Книга «Остров Сахалин» послужила одной из причин для начала тюремной реформы в России. (слайд 12,13)
На этой инфографике видно какую колоссальную работу проделал А.П.Чехов. (слайд 14)
Но мало кто знает, что это путешествие не ограничивалось только Сахалином: добравшись до острова по Сибирскому тракту («самой большой и, кажется, самой безобразной дороге во всём свете»), назад писатель возвращался через Индию, Сингапур, Цейлон, Порт-Саид, Константинополь и Одессу. В Цейлоне Чехов купил мангуста, который получил прозвище «Сволочь» за то, что сожрал все путевые заметки об острове, восстановить которые писатель не смог, и поэтому мы до сих пор не знаем его впечатлений о плантациях знаменитого чая.
Мангуст долго жил с Чеховым в купленном им имении Мелихово в Московской губернии, где, по словам отца писателя, стал «образчиком звериного хулиганства»: бил посуду, прыгал по столам, кусал за нос спящих людей, вытаскивал пробки из бутылок, а потом сбежал в лес.

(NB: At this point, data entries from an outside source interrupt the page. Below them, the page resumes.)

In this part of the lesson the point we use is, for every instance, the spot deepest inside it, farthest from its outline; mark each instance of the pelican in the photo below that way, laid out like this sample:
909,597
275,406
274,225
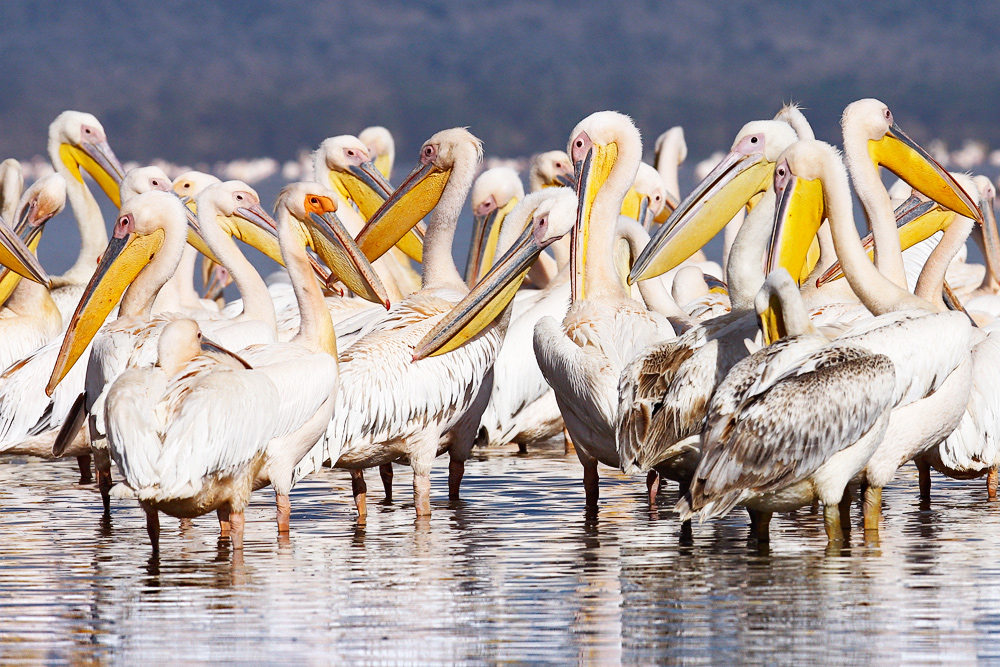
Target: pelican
11,186
378,140
129,341
665,390
76,140
550,169
929,349
202,453
759,448
603,328
389,407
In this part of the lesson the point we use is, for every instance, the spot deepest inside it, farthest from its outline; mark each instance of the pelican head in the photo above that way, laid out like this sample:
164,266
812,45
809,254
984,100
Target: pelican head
237,210
550,214
77,139
147,225
420,192
871,121
741,175
647,197
316,207
143,179
551,169
606,149
381,147
494,194
41,202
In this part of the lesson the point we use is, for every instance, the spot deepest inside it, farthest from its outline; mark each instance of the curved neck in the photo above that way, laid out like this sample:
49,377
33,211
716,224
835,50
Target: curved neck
93,234
316,332
878,294
600,273
878,207
744,272
439,265
257,303
930,284
139,297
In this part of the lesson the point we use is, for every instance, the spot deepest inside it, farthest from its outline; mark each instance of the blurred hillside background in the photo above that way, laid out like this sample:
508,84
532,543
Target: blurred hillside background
192,81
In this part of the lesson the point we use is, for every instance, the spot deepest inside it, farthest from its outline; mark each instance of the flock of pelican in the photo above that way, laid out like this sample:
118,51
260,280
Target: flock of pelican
810,364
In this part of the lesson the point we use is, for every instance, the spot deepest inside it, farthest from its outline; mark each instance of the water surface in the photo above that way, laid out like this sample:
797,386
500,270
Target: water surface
515,573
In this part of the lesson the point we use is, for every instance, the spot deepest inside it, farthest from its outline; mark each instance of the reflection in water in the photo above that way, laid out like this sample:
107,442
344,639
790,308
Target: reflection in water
516,572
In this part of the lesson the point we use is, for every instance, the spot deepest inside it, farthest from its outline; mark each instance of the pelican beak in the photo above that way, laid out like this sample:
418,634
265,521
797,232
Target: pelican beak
409,204
252,225
486,301
383,165
644,218
900,155
346,261
799,211
916,220
127,254
18,257
593,170
741,175
670,204
97,158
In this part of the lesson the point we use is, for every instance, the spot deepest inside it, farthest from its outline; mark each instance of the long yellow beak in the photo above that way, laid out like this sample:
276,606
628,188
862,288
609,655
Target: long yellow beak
903,157
916,219
798,213
485,302
345,259
99,161
127,254
407,206
593,171
739,177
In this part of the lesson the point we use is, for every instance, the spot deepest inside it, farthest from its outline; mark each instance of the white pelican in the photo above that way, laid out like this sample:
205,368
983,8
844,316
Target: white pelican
929,349
550,169
761,447
129,341
381,146
665,390
76,140
189,439
11,186
603,328
388,406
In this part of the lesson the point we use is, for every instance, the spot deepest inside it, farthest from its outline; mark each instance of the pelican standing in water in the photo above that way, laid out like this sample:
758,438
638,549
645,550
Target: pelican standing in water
389,407
604,328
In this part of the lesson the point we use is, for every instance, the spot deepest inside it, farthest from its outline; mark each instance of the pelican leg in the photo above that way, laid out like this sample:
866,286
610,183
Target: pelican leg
652,485
153,528
924,472
761,525
83,463
591,482
456,470
360,490
284,514
385,472
567,442
236,522
224,524
831,520
873,507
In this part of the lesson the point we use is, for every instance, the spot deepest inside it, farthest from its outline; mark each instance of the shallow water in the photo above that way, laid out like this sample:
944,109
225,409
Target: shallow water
515,573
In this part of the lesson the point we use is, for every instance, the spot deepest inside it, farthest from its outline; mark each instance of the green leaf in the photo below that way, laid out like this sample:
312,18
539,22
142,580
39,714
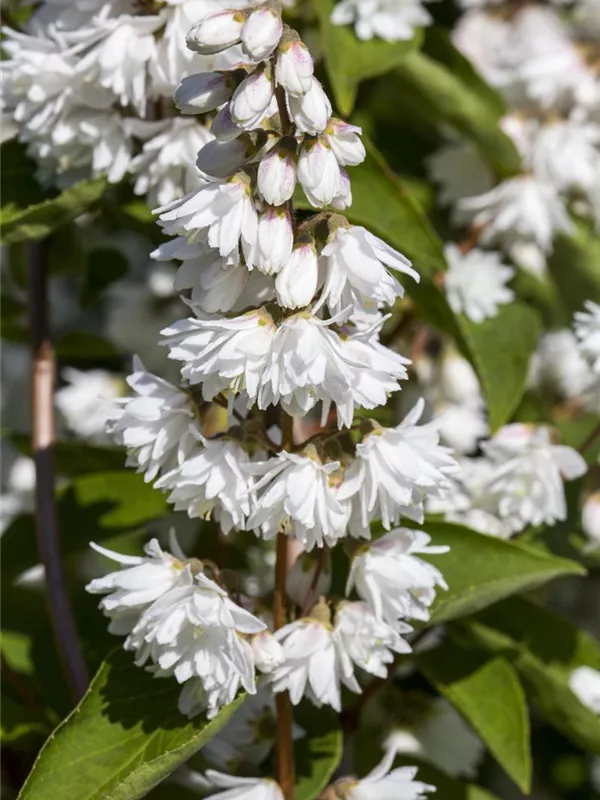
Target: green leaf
500,349
481,570
544,648
104,266
39,220
319,753
349,60
92,507
123,739
435,94
489,695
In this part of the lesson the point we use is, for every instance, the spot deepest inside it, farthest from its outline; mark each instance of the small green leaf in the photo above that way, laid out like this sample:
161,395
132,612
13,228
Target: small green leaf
350,60
481,570
123,739
500,349
545,649
490,697
104,266
39,220
319,753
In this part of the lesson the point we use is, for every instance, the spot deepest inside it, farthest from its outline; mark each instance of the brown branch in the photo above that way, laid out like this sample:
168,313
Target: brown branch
43,377
285,744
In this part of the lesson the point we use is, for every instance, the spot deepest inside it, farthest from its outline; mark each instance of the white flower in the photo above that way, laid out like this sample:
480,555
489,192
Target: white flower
310,111
354,264
251,99
319,172
392,20
585,684
299,493
261,33
381,784
476,282
133,589
157,425
389,576
268,653
590,520
204,91
277,176
211,479
275,239
344,139
587,330
230,787
223,211
528,474
85,402
366,641
312,666
521,209
294,68
397,468
216,31
297,280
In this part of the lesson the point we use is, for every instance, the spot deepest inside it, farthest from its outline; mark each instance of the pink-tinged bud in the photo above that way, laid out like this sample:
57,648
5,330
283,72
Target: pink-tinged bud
344,198
344,140
277,176
294,69
251,99
261,33
299,580
216,31
220,159
319,172
297,282
268,653
204,91
223,127
310,111
275,239
590,520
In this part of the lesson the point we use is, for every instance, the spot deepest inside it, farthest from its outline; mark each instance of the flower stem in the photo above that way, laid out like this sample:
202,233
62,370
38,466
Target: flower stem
285,744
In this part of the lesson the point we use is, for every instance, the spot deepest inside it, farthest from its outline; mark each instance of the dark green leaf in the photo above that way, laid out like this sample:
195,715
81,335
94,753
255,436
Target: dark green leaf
123,739
349,60
500,349
39,220
545,649
489,695
104,266
481,570
319,753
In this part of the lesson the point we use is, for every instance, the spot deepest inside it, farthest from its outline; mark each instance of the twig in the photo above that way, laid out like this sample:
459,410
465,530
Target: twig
285,744
43,377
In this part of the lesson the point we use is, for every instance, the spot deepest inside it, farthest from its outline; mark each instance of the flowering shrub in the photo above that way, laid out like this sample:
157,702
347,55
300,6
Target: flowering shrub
328,400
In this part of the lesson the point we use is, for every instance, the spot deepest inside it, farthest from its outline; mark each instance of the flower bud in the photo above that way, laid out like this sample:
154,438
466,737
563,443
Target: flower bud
299,580
261,33
590,520
220,159
223,127
310,111
297,282
277,176
344,140
251,99
204,91
318,172
275,240
216,31
294,69
268,653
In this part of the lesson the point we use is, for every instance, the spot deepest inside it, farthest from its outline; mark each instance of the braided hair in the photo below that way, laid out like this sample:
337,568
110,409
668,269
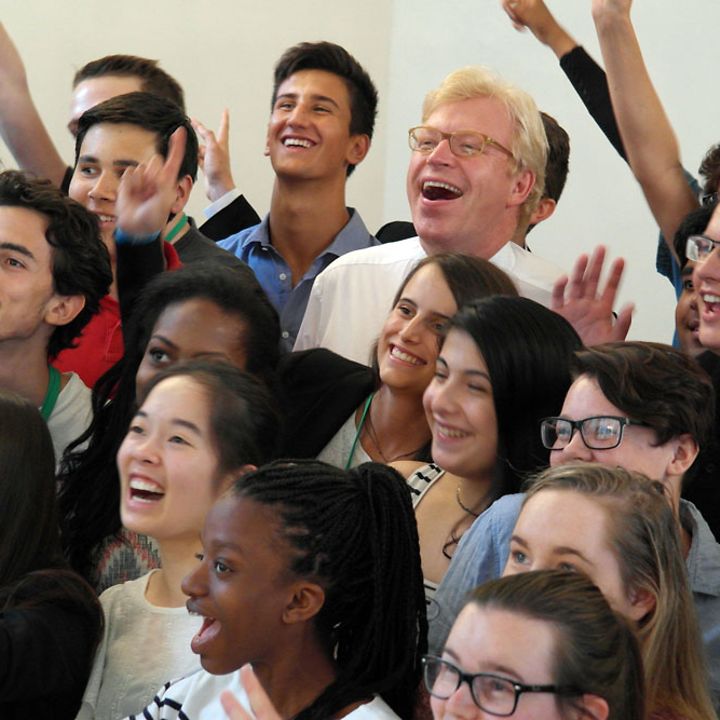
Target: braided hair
354,533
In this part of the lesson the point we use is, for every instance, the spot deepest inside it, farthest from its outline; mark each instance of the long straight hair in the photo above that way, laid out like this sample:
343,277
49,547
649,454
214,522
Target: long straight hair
643,534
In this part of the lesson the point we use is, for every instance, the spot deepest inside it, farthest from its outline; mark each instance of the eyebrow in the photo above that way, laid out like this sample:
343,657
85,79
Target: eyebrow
175,421
314,98
116,163
559,550
491,667
162,338
17,248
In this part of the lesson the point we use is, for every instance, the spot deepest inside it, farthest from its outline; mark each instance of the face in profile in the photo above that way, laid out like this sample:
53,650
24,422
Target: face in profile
460,410
28,300
107,151
410,339
243,586
687,319
509,646
168,463
192,329
567,530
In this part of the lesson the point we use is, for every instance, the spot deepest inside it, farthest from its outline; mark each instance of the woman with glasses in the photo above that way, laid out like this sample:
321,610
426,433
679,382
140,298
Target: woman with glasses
617,528
545,645
665,401
504,364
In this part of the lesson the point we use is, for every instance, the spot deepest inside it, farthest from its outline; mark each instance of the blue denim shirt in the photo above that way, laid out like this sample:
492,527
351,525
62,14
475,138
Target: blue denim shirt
254,246
484,549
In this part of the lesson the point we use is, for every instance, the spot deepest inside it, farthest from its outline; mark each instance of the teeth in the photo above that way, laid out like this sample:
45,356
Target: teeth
450,432
445,186
405,357
138,484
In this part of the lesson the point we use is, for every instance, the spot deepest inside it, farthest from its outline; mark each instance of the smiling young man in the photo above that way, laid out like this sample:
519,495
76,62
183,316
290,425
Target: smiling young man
54,269
476,173
125,132
323,115
99,80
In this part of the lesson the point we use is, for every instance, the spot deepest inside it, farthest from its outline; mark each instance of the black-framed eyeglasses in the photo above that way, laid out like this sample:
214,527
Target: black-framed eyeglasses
599,432
493,694
463,143
698,247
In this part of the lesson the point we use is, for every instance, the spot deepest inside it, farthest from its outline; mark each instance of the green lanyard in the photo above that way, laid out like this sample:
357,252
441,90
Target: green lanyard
358,431
51,395
180,226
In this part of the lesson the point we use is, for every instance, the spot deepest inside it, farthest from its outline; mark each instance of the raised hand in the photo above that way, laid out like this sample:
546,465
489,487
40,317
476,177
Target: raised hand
259,701
588,308
147,192
214,157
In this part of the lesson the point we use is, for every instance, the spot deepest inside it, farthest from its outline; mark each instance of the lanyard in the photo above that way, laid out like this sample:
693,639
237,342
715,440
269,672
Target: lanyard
51,395
180,226
359,430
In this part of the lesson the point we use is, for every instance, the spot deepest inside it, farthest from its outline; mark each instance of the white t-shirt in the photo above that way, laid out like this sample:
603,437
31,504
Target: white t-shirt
144,646
198,698
352,297
71,415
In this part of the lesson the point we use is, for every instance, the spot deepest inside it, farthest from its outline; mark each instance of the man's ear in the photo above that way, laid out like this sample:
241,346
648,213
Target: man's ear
523,184
63,309
546,207
358,148
306,601
684,454
184,188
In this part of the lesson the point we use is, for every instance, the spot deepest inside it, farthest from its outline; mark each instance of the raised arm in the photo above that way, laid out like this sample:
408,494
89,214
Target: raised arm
649,139
20,125
586,76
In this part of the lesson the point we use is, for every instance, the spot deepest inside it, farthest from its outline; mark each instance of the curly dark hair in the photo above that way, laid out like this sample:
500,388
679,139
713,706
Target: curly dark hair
80,260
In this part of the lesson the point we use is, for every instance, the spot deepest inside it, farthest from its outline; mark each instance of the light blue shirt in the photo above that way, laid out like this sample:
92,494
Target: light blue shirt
254,246
484,549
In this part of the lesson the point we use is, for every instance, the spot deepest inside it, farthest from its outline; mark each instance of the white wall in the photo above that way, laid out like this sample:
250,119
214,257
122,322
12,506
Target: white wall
602,202
223,53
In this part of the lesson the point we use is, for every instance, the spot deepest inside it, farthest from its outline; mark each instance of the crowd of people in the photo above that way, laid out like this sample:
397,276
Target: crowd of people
285,468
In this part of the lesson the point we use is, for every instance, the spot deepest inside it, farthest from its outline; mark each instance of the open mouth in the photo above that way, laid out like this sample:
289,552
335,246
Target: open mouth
447,432
436,190
145,491
404,356
297,142
207,632
711,302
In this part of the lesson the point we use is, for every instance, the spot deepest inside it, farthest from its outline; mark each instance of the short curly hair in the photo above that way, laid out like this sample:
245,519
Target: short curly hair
80,260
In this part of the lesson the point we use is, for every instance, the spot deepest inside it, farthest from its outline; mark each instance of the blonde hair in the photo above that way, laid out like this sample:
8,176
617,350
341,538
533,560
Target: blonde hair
644,536
529,143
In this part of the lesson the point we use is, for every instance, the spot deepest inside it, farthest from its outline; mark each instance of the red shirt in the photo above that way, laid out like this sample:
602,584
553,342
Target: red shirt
100,345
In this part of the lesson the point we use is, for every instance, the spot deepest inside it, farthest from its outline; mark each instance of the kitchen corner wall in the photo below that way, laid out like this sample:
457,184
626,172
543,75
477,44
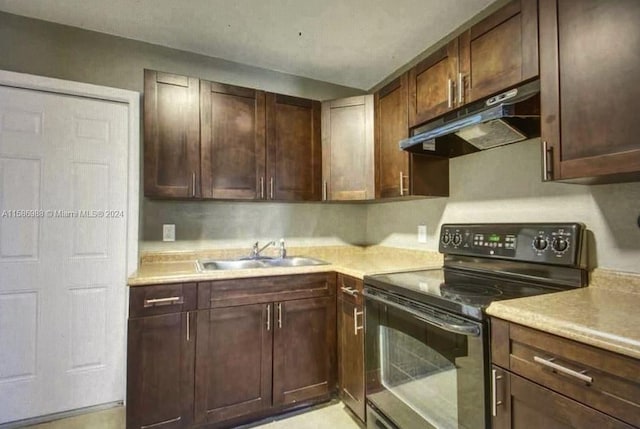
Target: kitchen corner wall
504,185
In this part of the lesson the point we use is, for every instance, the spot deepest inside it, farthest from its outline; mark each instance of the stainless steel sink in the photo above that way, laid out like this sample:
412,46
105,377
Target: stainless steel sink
243,264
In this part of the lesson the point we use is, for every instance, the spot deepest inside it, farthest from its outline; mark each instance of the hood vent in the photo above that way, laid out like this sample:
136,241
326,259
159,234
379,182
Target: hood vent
506,118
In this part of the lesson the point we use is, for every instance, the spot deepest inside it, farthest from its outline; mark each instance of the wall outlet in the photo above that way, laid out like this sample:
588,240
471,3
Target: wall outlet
168,232
422,233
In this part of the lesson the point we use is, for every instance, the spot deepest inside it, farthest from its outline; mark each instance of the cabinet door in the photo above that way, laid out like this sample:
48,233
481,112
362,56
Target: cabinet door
521,404
171,135
391,121
347,149
351,359
232,128
432,85
304,350
233,362
589,67
498,52
161,351
294,149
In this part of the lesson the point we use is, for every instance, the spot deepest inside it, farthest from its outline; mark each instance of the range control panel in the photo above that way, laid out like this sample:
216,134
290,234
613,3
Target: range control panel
551,243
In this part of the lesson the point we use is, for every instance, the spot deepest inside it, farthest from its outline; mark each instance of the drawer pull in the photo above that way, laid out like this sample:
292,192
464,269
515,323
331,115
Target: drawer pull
570,372
156,302
494,392
356,328
350,291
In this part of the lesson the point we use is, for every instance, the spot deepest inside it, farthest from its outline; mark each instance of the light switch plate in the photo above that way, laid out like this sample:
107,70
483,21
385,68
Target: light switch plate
168,232
422,233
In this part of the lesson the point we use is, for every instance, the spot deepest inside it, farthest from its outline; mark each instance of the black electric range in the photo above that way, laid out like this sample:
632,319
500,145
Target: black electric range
490,262
426,333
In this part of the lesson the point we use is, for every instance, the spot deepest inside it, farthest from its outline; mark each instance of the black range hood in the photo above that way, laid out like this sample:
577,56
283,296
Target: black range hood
505,118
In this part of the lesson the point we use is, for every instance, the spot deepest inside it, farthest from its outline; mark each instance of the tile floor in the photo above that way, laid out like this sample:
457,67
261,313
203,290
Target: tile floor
332,416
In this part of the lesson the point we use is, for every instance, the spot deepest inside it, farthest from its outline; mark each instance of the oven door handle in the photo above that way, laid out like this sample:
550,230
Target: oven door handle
467,329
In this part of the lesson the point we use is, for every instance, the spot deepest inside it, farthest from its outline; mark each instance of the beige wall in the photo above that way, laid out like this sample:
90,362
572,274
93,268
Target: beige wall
503,185
498,185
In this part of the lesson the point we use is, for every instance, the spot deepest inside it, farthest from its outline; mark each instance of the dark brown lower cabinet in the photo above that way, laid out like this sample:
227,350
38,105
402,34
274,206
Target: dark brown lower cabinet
351,344
160,371
233,363
523,404
304,345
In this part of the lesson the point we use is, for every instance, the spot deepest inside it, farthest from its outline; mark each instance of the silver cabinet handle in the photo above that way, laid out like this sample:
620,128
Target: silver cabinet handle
356,328
350,291
547,162
280,315
268,317
188,326
271,188
262,188
494,392
580,375
174,300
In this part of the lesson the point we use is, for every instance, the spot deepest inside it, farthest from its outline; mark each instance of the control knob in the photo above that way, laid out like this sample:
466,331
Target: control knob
540,243
560,244
457,239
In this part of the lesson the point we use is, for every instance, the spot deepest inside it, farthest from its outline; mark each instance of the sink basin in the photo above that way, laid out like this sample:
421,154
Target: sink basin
295,261
243,264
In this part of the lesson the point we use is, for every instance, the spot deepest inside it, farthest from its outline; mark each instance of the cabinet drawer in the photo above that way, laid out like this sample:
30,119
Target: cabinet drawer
350,289
225,293
598,378
161,299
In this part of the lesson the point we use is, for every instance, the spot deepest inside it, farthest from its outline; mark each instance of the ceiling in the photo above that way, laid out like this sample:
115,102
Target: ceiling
356,43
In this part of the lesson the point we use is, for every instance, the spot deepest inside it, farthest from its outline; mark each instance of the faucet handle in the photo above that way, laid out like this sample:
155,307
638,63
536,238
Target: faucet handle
282,250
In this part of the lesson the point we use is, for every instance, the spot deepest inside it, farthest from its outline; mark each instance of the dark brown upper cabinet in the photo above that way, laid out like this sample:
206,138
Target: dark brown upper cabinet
431,84
493,55
294,149
590,96
210,140
397,172
347,149
499,52
171,136
232,139
391,126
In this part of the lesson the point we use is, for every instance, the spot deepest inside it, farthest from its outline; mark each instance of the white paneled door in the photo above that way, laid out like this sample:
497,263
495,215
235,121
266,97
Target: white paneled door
63,234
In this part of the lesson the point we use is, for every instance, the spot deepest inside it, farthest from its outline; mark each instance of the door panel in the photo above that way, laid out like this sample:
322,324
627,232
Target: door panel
304,349
347,139
351,342
63,172
294,149
171,135
233,364
432,85
499,52
589,91
391,126
160,371
232,130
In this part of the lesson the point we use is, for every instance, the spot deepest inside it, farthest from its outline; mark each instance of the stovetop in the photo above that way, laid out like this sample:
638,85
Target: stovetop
459,292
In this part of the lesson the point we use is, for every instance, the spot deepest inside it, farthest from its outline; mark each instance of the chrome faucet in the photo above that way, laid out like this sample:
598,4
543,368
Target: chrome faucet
256,249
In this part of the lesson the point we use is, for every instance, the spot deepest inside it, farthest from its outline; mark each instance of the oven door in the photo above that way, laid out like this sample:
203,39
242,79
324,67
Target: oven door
425,368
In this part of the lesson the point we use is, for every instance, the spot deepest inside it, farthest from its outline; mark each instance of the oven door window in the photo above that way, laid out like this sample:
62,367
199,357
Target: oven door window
421,375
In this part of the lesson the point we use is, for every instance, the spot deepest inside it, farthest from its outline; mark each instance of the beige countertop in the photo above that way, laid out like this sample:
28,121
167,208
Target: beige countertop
603,315
175,267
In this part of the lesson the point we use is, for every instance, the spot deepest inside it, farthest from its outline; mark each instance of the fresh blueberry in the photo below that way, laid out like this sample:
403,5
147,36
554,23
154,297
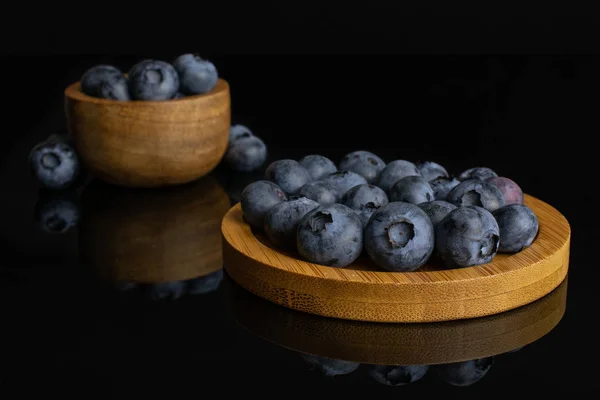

Когда поиски ничего не дали и все посчитали его сгинувшим навсегда, Сволочь был найден в расщелине каменоломни охотником и возвращён Чеховым, которые решили отдать зверя в зоопарк, где за ним был бы лучший уход.
Помимо Мангуста, у писателя было две таксы по прозвищу Бром и Хина. В целом собакам он отдавал явное предпочтение перед кошками. В Мелиховском имении их никогда не было, из-за чего мыши чувствовали себя вольготно: пойманных грызунов писатель не убивал, а отпускал в лес.
При всей «многонаселённости» его жизни Чехов был одинок: «Около меня нет людей, которым нужна моя искренность и которые имеют право на неё».
Чехов всегда был очень сдержан и в чувствах. Романы свои (а дамы и девицы его обожали) не афишировал. А женитьба незадолго до смерти (ему шёл 42-й год) на актрисе Ольге Книппер многих удивила. (слайд 15-16)Отношения на расстоянии стали единственным возможным вариантом для обоих. Жизнь Ольги Книппер проходила в Москве — она не могла без сцены, оваций, бенефисов и богемных вечеров с шампанским. Чехову, наоборот, нельзя было оставаться в городе — в 1899 году он продал своё имение в Мелихово и окончательно перебрался в Ялту. Их роман, а затем и брак представлял собой вереницу редких встреч и мучительных расставаний. Только письма помогали супругам сохранить любовь. «Дуся моя, ангел, собака моя, голубчик, умоляю тебя, верь, что я тебя люблю, глубоко люблю; не забывай же меня, пиши и думай обо мне почаще. Что бы ни случилось, хотя бы ты вдруг превратилась в старуху, я всё-таки любил бы тебя — за твою душу, за нрав. Пиши мне, пёсик мой! Береги своё здоровье. Если заболеешь, не дай Бог, то бросай всё и приезжай в Ялту, я здесь буду ухаживать за тобой. Не утомляйся, деточка», — писал Чехов своей жене. Их письма друг другу пестрят ласковыми прозвищами и умилительными обращениями. Чехов называл жену «милой собачкой», «лошадкой», «цаплей», «актрисулей», «милюсей», а она его — «дусиком», «милым писателем» и «Антонкой».
Антона Павловича Чехова не стало 15 июля 1904 года. Ольга Книппер была с ним в последние дни его жизни — тогда ей наконец-то дали отпуск в театре, чтобы она могла сопроводить мужа на лечение в Баденвейлере на юге Германии. (слайд 17) После его смерти она на несколько месяцев пропала из виду, жила затворницей, продолжая писать мужу нежные письма. Но постепенно её деятельная натура взяла своё — она вернулась в театр и прожила ещё 55 лет. Ольга Книппер никогда больше не вышла замуж, но в свете по-прежнему ходили слухи о её бесчисленных романах. «Эти мучительные шесть лет остались для меня светом и правдой и красотой жизни…» — вспоминала она впоследствии.
На похороны писателя собралось четыре тысячи человек: гроб с телом пронесли от Николаевского вокзала до кладбища Новодевичьего монастыря.